The soap opera of the Merseyside Premier League clubs concealed a smaller tragedy, one equally reflective of the modern game. Under John King and John Aldridge, Tranmere Rovers had been close to the Premier League, losing out in three successive playoffs and being a penalty shootout away from a League Cup final in 1994 before making it to Wembley in 2000. The club, under the weight of debt, defied low budgets and falling attendances to survive in Division One to survive. Unlike their more celebrated neighbours their prison wasn’t luxurious, instead being a vicious circle of low priced signings and relegation battles. Peter Johnson, like Moores and Kenwright a local businessman, had been looking to sell his shares in the club since 2002, one memorable attempt to dispose of them in 2009 resulting in the club being listed on eBay (admittedly not Johnson’s fault). The club was making million pound a year losses; peanuts to a Premier League but significant to a club of Tranmere’s standing. By 2014 the outlook was bleak; the club’s future uncertain and Ronnie Moore dispensed with after admitting to breaching the FA’s betting rules. Like Liverpool they gambled on the potential of a young manager who might develop players in Rob Edwards . Tranmere though had no equivalent of Suarez to rescue them and Edwards’s lack of experience was a disaster; he didn’t have the nous to overcome setbacks. Tranmere’s small squad became trapped at the bottom of the table and fell into league two. In a whirlwind of loan signings, short term contracts and injuries they fell straight out of the league after 94 years.

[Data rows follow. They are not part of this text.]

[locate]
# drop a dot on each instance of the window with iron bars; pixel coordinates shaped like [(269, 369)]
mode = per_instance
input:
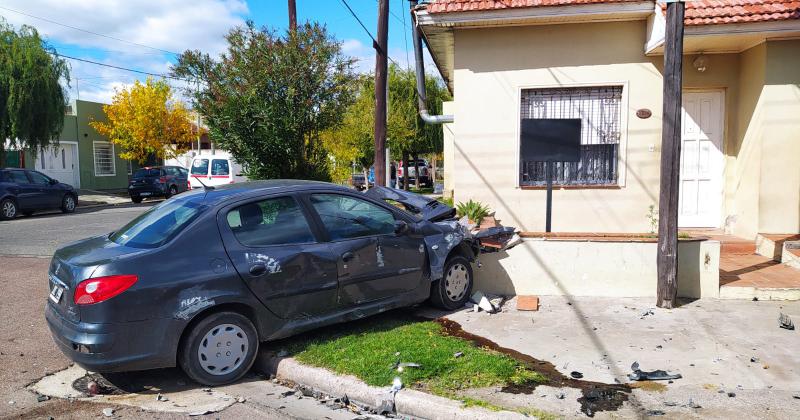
[(600, 110)]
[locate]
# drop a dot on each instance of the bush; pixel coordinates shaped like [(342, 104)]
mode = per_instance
[(474, 210)]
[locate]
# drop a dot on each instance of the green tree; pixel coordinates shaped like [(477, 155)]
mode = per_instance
[(353, 140), (32, 99), (268, 98)]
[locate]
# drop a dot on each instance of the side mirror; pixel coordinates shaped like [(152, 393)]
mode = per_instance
[(400, 227)]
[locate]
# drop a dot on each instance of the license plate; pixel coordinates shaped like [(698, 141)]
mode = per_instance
[(56, 292)]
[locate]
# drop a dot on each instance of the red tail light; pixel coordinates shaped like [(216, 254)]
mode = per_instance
[(96, 290)]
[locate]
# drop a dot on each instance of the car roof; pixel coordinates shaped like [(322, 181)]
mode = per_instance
[(255, 188)]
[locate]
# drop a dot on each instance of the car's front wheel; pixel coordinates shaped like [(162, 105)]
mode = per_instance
[(219, 349), (454, 288), (8, 209), (68, 203)]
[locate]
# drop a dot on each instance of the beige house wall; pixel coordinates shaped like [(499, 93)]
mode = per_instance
[(493, 65)]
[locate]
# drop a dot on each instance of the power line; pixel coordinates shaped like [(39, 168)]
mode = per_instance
[(374, 42), (87, 31), (119, 68)]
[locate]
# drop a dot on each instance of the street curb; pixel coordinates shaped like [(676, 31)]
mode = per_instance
[(408, 402)]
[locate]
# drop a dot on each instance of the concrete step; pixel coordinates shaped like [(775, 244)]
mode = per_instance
[(791, 254), (760, 293)]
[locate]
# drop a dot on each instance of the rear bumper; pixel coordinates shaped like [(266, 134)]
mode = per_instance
[(117, 347), (146, 190)]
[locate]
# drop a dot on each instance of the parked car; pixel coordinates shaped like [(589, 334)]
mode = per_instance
[(212, 170), (201, 279), (158, 181), (424, 173), (23, 191)]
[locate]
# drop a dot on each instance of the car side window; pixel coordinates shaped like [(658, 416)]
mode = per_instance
[(276, 221), (219, 167), (38, 178), (347, 217), (18, 177)]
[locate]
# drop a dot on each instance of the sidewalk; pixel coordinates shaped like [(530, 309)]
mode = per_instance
[(88, 198), (734, 359)]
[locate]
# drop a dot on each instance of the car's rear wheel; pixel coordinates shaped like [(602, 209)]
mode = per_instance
[(8, 209), (68, 203), (454, 288), (219, 349)]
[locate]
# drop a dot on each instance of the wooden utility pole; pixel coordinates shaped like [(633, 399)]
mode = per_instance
[(667, 260), (292, 16), (381, 75)]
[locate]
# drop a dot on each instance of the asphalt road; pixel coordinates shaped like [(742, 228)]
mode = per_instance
[(42, 234)]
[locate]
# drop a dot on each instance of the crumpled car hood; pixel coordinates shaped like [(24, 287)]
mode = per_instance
[(429, 209)]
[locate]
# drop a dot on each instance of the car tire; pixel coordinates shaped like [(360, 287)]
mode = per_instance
[(8, 209), (455, 287), (68, 203), (230, 330)]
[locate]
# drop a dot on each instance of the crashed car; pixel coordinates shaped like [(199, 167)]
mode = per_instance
[(201, 279)]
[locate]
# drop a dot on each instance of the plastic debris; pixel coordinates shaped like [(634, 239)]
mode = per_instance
[(654, 375), (785, 322)]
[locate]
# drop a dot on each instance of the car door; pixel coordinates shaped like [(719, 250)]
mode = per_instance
[(374, 263), (27, 194), (276, 253), (48, 195)]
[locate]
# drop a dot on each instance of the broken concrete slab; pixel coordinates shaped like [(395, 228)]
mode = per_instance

There is though one element that distinguishes the character of Merseyside; a certain resilience when backs are to the wall. The success of Everton and Liverpool in the 1980s expressed the defiance of a region on the pitch; that Liverpool’s most successful era ended in the same year as Margaret Thatcher fell feels like no coincidence with hindsight. Even in the various circumstances the clubs are still capable of expressions of hope; at the time of writing Tranmere sit fifth in the National League, Everton managed to hang onto John Stones when a big club came calling and Jürgen Klopp has Liverpool dreaming again. The city continues to redevelop itself, helped by its year as Capital of Culture repainting the city’s image by emphasising its cultural heritage over the more recent images of deprivation. On and off the field the city remains overshadowed by local and national rivals; Manchester and London still overshadow them financially but Liverpool continues to proudly fight its corner. The past may never be forgotten, but the future can always be faced with hope.